Besides court action, BLM may complete the rulemaking processes to rescind the hydraulic fracturing rule and suspend the venting and flaring rule. If that happens for either rule, the court cases become moot. Such a scenario happened with the royalty valuation rule, which the agency was able to complete on time before the rule was set to go into effect.

The parallel futures of both the rules in their current forms—whether overturned through ongoing rulemaking processes or via legal wrangling–indicate they’re on their last legs.

What is clear is that the legal battles won’t end with the new rules. While the new Trump-era rules will end the current court cases, they will likely face lawsuits from Democratic attorneys general and environmental groups, the same parties that have opposed all three rules.

The impact of the BLM rules has drawn considerable reaction from states that rely upon oil and gas development on BLM-controlled federal lands.


Colin McKee, Policy Advisor to Wyoming Gov. Matt Mead, told Western Wire that while the governor’s office would not comment on ongoing litigation, the state opposes the BLM rule conceptually, and has since it was first proposed.

“Wyoming disapproves of the BLM’s rule for two primary reasons. First, it is duplicative and unnecessary because Wyoming already effectively regulates emissions from oil and gas production. Federal actions such as this act as a disincentive for states to lead,” McKee said.

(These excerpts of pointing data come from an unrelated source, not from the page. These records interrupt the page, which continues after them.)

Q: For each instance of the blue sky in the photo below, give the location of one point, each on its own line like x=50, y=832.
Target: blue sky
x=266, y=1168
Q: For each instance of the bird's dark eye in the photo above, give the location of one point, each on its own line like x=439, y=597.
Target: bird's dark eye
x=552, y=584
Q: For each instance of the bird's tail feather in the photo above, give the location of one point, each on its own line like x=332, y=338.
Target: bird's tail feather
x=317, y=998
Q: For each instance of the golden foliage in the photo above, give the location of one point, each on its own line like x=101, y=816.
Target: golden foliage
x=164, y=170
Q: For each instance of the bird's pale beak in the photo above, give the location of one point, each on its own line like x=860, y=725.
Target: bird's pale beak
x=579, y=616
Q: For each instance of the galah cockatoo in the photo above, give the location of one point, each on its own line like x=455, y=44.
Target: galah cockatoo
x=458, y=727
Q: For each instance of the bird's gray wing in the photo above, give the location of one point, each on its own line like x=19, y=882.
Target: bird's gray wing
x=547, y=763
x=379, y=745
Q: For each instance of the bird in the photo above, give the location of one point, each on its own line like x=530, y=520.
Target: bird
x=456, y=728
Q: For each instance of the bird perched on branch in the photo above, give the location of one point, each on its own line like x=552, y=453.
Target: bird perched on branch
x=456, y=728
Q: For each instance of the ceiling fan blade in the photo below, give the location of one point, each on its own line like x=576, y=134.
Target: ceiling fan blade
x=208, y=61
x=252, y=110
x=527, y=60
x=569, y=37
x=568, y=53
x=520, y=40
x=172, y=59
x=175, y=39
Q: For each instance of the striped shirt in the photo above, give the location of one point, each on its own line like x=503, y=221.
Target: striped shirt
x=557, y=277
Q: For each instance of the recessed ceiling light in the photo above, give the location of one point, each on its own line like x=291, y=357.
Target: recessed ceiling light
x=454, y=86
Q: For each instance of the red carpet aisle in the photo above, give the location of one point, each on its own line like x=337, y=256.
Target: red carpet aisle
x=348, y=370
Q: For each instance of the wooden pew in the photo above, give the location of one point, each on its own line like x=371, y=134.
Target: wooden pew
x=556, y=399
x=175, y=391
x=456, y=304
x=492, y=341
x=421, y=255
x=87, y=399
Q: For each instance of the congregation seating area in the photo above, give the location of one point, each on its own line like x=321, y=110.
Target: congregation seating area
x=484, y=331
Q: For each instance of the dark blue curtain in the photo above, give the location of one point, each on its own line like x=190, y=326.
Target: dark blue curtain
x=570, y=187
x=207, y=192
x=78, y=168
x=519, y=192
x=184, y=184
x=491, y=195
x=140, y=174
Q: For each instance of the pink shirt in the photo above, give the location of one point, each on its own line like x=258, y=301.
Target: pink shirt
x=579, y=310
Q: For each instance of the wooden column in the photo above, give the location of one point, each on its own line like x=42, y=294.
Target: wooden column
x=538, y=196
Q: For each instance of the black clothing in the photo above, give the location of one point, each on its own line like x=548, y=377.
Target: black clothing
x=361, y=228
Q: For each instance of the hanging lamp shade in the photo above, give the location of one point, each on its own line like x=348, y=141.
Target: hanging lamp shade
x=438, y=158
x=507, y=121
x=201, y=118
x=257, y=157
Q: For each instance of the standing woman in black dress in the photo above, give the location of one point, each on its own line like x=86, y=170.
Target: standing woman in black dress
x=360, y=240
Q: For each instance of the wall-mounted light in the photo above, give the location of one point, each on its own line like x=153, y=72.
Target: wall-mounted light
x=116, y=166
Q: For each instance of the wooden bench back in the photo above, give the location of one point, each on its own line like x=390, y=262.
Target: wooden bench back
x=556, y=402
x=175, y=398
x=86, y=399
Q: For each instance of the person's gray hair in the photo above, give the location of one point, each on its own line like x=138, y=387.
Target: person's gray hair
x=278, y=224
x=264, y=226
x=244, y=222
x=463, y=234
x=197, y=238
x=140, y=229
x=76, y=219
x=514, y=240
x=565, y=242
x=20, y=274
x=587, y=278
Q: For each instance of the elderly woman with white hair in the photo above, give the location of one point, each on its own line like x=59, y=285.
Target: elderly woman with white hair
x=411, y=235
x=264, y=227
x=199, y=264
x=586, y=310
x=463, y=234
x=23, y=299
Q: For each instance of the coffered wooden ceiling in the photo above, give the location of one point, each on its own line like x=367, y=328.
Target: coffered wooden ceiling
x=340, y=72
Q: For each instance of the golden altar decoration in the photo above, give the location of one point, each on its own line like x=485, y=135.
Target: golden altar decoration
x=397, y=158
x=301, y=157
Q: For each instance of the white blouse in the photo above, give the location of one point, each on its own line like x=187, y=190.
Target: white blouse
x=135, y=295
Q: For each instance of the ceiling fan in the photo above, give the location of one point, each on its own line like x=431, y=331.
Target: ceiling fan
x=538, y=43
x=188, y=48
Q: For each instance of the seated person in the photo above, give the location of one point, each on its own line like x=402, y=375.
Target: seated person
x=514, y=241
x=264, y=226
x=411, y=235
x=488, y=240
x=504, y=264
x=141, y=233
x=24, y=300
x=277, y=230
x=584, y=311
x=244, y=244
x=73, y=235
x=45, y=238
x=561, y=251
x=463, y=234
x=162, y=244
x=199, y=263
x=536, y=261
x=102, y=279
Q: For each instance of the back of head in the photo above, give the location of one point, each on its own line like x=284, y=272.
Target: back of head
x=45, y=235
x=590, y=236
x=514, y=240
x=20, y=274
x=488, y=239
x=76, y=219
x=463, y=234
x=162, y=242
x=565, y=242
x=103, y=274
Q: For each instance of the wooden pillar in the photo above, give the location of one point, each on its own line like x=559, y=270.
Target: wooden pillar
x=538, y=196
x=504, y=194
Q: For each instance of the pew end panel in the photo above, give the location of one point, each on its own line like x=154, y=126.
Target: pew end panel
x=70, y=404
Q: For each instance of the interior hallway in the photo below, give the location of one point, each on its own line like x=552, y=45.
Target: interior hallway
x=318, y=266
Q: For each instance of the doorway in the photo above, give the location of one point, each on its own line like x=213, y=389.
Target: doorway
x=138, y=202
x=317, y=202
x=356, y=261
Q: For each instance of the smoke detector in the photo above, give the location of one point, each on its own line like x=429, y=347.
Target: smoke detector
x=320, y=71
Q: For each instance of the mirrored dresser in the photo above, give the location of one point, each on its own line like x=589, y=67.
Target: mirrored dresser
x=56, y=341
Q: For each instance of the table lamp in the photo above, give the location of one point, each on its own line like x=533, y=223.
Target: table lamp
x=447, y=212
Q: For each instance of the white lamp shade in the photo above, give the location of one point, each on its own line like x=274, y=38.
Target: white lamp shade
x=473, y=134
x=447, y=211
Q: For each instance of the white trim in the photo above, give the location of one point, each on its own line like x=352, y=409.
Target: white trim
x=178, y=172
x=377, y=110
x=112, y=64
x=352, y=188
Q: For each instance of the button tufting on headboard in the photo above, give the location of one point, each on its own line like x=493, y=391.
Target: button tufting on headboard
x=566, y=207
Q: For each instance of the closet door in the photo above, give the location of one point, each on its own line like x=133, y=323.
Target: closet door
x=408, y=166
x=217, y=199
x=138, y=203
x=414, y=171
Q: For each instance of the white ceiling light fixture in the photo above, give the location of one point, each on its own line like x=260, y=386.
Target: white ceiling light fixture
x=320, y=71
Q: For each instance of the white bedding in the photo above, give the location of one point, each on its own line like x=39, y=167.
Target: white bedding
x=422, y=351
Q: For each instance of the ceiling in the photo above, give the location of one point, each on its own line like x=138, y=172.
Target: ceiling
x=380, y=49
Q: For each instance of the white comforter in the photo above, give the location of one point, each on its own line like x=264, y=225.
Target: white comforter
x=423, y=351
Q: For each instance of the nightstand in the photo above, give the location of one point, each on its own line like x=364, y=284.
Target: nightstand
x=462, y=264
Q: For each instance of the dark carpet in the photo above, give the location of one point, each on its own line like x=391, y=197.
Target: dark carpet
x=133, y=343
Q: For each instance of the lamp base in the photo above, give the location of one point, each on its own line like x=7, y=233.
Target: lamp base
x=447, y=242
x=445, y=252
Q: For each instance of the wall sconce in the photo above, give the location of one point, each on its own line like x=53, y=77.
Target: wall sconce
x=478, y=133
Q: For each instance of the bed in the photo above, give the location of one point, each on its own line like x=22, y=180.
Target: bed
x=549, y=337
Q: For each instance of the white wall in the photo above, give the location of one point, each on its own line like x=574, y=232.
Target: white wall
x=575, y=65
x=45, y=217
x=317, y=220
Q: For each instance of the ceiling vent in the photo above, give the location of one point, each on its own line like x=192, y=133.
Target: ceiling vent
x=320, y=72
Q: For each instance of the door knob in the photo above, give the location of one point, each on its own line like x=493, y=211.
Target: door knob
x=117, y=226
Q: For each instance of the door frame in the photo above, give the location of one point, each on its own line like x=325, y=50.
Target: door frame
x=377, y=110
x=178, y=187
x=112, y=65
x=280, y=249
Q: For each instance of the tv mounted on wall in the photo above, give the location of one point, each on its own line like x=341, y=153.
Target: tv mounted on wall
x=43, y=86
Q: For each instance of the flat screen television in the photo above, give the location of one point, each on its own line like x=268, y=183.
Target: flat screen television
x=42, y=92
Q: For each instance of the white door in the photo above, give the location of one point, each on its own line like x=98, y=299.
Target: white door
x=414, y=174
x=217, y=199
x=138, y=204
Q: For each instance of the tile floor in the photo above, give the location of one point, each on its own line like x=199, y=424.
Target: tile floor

“Second, the rule exceeds the BLM’s statutory jurisdiction by regulating air quality, an authority delegated to Wyoming,” McKee continued.

When Gov. Susana Martinez (R-N.M.) asked Congress to use the Congressional Review Act (CRA) to repeal the venting and flaring rule, she noted the state’s position as the “largest producer of federal onshore oil and gas in the United States.”

“New Mexico’s prolific production on federal lands combined with our dependence on the revenue generated from the oil and gas industry makes this issue critical to our state,” wrote Martinez. “We have the highest percentage of federal lease acres in production, and oil and gas revenue is the single largest source of funding for New Mexico’s budget.”

“Absent a repeal, funding for New Mexico’s schools, roads and healthcare will be dramatically reduced on account of the reduction in revenue generated by the oil and gas industry,” Martinez wrote.

Robert McIntyre, spokesman for the New Mexico Oil and Gas Association, estimated those costs at $100 million per year over the first three years, if the current rule were allowed to go forward.

Aubrey Dunn, Commissioner of Public Lands for New Mexico, argued in comments submitted earlier in the year that not only did the BLM lack authority to regulate venting and flaring, the rule was likely duplicative of Environmental Protection Agency regulations in the same space.

“While I have outlined some of the most significant detrimental effects of the rule . . . I am also very concerned about the blatant lack of authority that BLM has under the Minerals Leasing Act to regulate methane emissions, and the subsequent federal overreach that occurred as BLM recklessly and hurriedly pursued adoption of this rule,” Dunn wrote. “Congress clearly delegated the task of methane emissions regulation to the Environmental Protection Agency under the Clean Air Act in 1963.”

“This rule was unnecessary, rushed and possibly duplicative of efforts already underway at the EPA,” Dunn wrote.

New Mexico Attorney General Hector Balderas, however, entered on the side of the Obama-era rule, defending the venting and flaring regulation in court against objections from Gov. Martinez, the state lands commission, and the state’s oil and gas industry, and celebrated when the rule’s initial delay was overturned in July. He was allowed to participate in the litigation, despite the fact that he had not provided any comments during the original rulemaking process, as had the Governor and state agencies.

Balderas defended his intervention to support the 2016 rule “against challenges brought by industry and other states in federal court in Wyoming.”

Earlier this month, Western Wire reported that the added requirements of oil and gas operators regarding venting and flaring of methane on public lands would result in costs of compliance of approximately $110,000 per new well.